The infrastructure consists of three main components: data collection and pre-processing, data storage, and postprocessing and analysis. For data collection and pre-processing, we currently work primarily with textual data obtained from various sources using web scraping, the Twitter REST API, and direct database access. As soon as the data are downloaded, they are pre-processed into a machine-readable format and augmented with metadata such as source, date, and actors. After pre-processing, the data are stored temporarily in a JSON archive before being transferred into the second component of the infrastructure, the database. Our data are stored in a non-relational, searchable database built with Elasticsearch, using multiple nodes for redundancy and scalability. Data analysis routines are implemented in the third component of the infrastructure, which relies on multiple separate nodes. They sometimes include docker containers for reproducible supervised classifications as well as scripts for tasks such as named entity recognition, sentiment analysis, and topic modelling.
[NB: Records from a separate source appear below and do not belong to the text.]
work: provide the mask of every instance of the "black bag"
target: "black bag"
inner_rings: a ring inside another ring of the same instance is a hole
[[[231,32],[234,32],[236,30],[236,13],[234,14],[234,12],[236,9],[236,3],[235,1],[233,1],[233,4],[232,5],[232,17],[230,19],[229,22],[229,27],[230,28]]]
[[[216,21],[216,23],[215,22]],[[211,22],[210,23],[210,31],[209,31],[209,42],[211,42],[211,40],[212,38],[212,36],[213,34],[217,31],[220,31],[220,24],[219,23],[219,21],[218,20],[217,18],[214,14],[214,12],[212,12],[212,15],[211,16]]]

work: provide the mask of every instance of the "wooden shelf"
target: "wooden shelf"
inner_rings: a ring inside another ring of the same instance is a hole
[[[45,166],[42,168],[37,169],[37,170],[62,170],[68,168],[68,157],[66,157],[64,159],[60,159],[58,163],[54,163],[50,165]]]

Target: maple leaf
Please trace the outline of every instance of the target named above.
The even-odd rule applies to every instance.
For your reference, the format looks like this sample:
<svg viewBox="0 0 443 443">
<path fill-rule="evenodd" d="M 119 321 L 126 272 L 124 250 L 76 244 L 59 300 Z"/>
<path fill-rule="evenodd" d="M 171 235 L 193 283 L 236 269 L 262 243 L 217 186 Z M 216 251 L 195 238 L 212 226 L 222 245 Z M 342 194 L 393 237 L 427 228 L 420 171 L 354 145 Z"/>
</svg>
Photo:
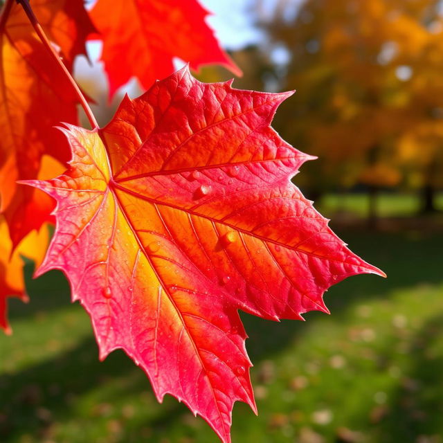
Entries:
<svg viewBox="0 0 443 443">
<path fill-rule="evenodd" d="M 331 284 L 383 275 L 291 183 L 310 157 L 270 127 L 291 93 L 230 84 L 178 71 L 102 129 L 69 125 L 69 170 L 28 183 L 57 200 L 37 274 L 67 275 L 100 359 L 125 350 L 159 401 L 175 396 L 225 442 L 233 403 L 255 410 L 237 310 L 302 319 L 327 311 Z"/>
<path fill-rule="evenodd" d="M 47 224 L 44 224 L 38 233 L 33 231 L 28 234 L 12 252 L 8 224 L 4 217 L 0 215 L 0 327 L 6 334 L 12 332 L 6 316 L 6 299 L 17 297 L 24 302 L 28 300 L 21 256 L 34 260 L 35 266 L 39 266 L 48 243 L 49 231 Z"/>
<path fill-rule="evenodd" d="M 174 57 L 195 70 L 217 64 L 241 75 L 205 23 L 208 14 L 197 0 L 114 0 L 111 8 L 98 0 L 90 15 L 103 40 L 109 96 L 133 76 L 147 89 L 173 72 Z"/>
<path fill-rule="evenodd" d="M 32 6 L 71 69 L 74 57 L 85 52 L 87 35 L 95 30 L 82 1 L 41 0 Z M 17 245 L 40 227 L 50 211 L 44 210 L 33 190 L 17 187 L 16 181 L 37 178 L 44 154 L 68 160 L 66 139 L 52 127 L 61 120 L 77 123 L 78 99 L 15 1 L 9 0 L 3 9 L 0 40 L 0 212 Z"/>
</svg>

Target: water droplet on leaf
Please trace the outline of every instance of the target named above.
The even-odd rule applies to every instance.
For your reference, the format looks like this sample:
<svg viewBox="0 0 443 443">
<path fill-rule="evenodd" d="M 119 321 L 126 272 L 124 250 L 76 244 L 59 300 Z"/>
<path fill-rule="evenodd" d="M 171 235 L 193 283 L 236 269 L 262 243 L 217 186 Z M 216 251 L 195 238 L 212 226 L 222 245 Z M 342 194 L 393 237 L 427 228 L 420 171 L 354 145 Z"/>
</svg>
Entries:
<svg viewBox="0 0 443 443">
<path fill-rule="evenodd" d="M 230 230 L 228 233 L 226 233 L 223 236 L 223 242 L 225 244 L 230 244 L 231 243 L 234 243 L 237 239 L 237 235 L 233 230 Z"/>
<path fill-rule="evenodd" d="M 243 366 L 237 366 L 235 372 L 238 375 L 243 375 L 245 372 L 244 368 L 243 368 Z"/>
<path fill-rule="evenodd" d="M 238 173 L 240 172 L 240 168 L 237 166 L 237 165 L 234 166 L 231 166 L 228 170 L 228 175 L 230 177 L 236 177 L 238 175 Z"/>
<path fill-rule="evenodd" d="M 198 197 L 202 197 L 205 195 L 208 195 L 210 192 L 210 186 L 206 186 L 206 185 L 201 185 L 199 189 L 197 190 L 197 196 Z"/>
<path fill-rule="evenodd" d="M 147 250 L 150 253 L 154 253 L 155 252 L 157 252 L 157 251 L 160 249 L 160 246 L 161 246 L 160 242 L 152 242 L 147 245 Z"/>
<path fill-rule="evenodd" d="M 109 286 L 107 286 L 103 289 L 103 296 L 106 297 L 107 298 L 111 298 L 111 297 L 112 296 L 112 291 L 111 291 L 111 288 Z"/>
<path fill-rule="evenodd" d="M 197 180 L 200 176 L 201 174 L 200 174 L 200 172 L 199 172 L 199 171 L 192 171 L 188 176 L 188 180 Z"/>
</svg>

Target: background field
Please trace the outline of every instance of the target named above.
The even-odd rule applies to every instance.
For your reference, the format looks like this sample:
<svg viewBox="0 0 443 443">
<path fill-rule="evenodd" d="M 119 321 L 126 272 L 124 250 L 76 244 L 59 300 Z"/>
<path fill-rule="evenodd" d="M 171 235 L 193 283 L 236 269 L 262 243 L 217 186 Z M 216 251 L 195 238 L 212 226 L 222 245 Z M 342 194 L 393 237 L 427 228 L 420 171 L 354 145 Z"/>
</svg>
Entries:
<svg viewBox="0 0 443 443">
<path fill-rule="evenodd" d="M 351 213 L 363 198 L 352 197 Z M 236 404 L 234 443 L 442 441 L 443 231 L 397 231 L 340 230 L 388 278 L 334 287 L 331 316 L 275 323 L 242 315 L 259 416 Z M 31 302 L 11 302 L 14 334 L 0 336 L 0 441 L 218 441 L 175 399 L 158 404 L 123 352 L 100 363 L 89 319 L 70 304 L 62 276 L 33 281 L 30 271 Z"/>
</svg>

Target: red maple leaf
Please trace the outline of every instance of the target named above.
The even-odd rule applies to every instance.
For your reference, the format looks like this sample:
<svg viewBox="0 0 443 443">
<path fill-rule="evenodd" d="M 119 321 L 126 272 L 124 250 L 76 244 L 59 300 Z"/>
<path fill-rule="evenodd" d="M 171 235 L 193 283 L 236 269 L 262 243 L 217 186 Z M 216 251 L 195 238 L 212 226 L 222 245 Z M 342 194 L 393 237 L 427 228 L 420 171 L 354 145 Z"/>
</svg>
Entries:
<svg viewBox="0 0 443 443">
<path fill-rule="evenodd" d="M 103 39 L 109 96 L 133 76 L 145 89 L 174 71 L 178 57 L 198 69 L 222 64 L 241 71 L 220 48 L 197 0 L 98 0 L 91 17 Z"/>
<path fill-rule="evenodd" d="M 64 129 L 69 170 L 33 181 L 57 200 L 41 274 L 67 275 L 100 358 L 123 348 L 230 441 L 237 400 L 255 410 L 237 310 L 327 311 L 324 291 L 383 275 L 347 249 L 290 179 L 309 156 L 269 126 L 291 93 L 204 84 L 181 70 L 125 98 L 102 129 Z"/>
<path fill-rule="evenodd" d="M 94 31 L 82 0 L 41 0 L 32 5 L 71 69 Z M 0 212 L 17 245 L 48 219 L 53 204 L 36 190 L 17 187 L 16 180 L 37 178 L 44 154 L 62 162 L 69 158 L 66 140 L 53 127 L 61 120 L 77 123 L 78 100 L 21 6 L 13 0 L 2 11 L 0 43 Z"/>
</svg>

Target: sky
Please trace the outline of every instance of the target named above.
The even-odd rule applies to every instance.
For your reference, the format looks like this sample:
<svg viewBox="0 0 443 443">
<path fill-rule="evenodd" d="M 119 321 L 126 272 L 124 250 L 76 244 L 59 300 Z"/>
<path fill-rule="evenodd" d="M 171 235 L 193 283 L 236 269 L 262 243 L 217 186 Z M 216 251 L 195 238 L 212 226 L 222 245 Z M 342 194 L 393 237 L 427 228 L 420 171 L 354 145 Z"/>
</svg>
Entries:
<svg viewBox="0 0 443 443">
<path fill-rule="evenodd" d="M 207 22 L 215 31 L 222 46 L 227 49 L 239 49 L 260 40 L 260 33 L 254 29 L 248 9 L 254 0 L 200 0 L 213 15 Z"/>
</svg>

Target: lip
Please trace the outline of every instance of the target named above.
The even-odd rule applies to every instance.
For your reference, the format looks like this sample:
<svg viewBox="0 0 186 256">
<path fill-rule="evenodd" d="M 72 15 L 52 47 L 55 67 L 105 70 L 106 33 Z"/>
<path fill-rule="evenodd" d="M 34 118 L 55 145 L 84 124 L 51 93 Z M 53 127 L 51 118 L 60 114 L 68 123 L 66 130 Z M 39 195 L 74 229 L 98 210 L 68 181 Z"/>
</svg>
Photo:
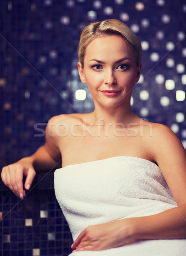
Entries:
<svg viewBox="0 0 186 256">
<path fill-rule="evenodd" d="M 110 97 L 113 97 L 118 95 L 120 92 L 121 91 L 117 90 L 104 90 L 101 91 L 104 95 L 106 96 L 108 96 Z"/>
</svg>

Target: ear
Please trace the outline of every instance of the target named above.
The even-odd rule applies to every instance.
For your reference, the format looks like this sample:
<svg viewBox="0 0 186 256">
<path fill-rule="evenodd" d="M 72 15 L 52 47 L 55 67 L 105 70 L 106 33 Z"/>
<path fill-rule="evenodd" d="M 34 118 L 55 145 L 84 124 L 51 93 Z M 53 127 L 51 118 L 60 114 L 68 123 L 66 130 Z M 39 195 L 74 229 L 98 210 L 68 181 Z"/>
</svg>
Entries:
<svg viewBox="0 0 186 256">
<path fill-rule="evenodd" d="M 137 69 L 137 73 L 136 76 L 136 79 L 135 81 L 136 83 L 137 83 L 140 79 L 140 77 L 141 75 L 141 73 L 142 71 L 142 63 L 141 62 L 140 62 L 140 64 L 138 67 Z"/>
<path fill-rule="evenodd" d="M 78 69 L 81 81 L 83 84 L 86 84 L 87 83 L 84 75 L 83 69 L 82 67 L 81 64 L 79 61 L 78 62 Z"/>
</svg>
$\label{fig:figs}The DigdemLab infrastructure in detail$

Figure 3.1: The DigdemLab infrastructure in detail

Hence the key characteristic of the infrastructure is the capacity to automatize and schedule all tasks, from data collection and pre-processing to analysis. We use dcron to distribute tasks both across time (for instance, to comply with API restrictions) and across nodes (to manage the computing load). The infrastructure is hosted on the computing and storage infrastructure of the University of Zurich (ScienceCloud), which ensures data encryption and protection. It can be accessed via GUIs such as the dcron website, Kibana, and R-Studio as well as via the command-line interfaces. Additionally, the infrastructure allows for easy and fast expandability. This ensures that we are fast to adapt our data collection to short events which require us to be fast in setting up new data ingestion services.

Hence, we are able to collect data from thousands of Twitter accounts. In detail we collect data from around 1500 Accounts at the moment. This includes official accounts from the swiss government, parties and of course the politicians themselves if they have an account. As of writing the collection entails over three million tweets from these users alone and over 10 million newspaper articles from the swissdox newspaper archive.